Even though my future prospects are not good and at most I could only work a 6 hour day, per SSA, I can still bag groceries. In the report the judge concedes that my future prognosis is dim and my continued
deterioration is highly probably, but I am still able to work 6 hour work days with
accommodations and periods of rest. Wow. Where do I start with that one?! First, what employer would touch me? I am a limping liability. And would a grocery store would be willing to
accommodate a 34 year old
bagger that needs more rest breaks than her 16 year old co-workers? For some reason I don't think the offers would pour in.
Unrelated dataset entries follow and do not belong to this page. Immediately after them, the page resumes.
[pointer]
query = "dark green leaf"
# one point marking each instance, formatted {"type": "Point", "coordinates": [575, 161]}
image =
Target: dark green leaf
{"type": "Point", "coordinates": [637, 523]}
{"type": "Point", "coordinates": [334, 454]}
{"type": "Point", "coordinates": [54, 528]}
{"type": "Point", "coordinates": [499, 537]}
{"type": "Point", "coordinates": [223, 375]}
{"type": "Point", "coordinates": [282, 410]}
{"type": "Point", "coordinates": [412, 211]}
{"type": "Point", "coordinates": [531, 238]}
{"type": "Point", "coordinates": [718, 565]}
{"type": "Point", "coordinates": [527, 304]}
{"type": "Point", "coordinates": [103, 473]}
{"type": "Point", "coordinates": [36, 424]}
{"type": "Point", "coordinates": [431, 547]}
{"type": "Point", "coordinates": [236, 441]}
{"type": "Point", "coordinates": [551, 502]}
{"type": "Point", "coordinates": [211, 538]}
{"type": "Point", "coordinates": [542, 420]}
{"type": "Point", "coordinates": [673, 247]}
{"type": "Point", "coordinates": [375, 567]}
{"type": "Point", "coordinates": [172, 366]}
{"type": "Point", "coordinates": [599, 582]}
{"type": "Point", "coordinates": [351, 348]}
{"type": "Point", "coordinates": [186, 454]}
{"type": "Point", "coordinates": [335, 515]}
Second, how would I ever support myself doing that?
Tysabri alone is over $50,000 a year (when the infusion center charges are added in) and then add my 9 other
meds into the mix and I just don't see me making it.
I think one of my biggest mistakes was trying to downplay my MS and assuming that they would understand that when I said I have overwhelming fatigue, limited sensation on my right side, have lost visual acuity in both eyes, have optic
neuritis in my left eye, pain in limbs, face (TN), and around my left eye that they didn't need me to spell out what that all added up to. The judge even says that I am a believable person and came across as credible, yet all my symptoms from my MS are not documented in the way that he would recognize them. Again, my BIGGEST mistake of not going through the ordeal of testing my abilities bit me in the behind. I would love to bag his groceries and replace his Preparation H with battery acid, his bottled water with
douche bottles of Low Tide scent, his pimple cream with
Vagisil... are you sensing a theme here? But I'm not bitter at all.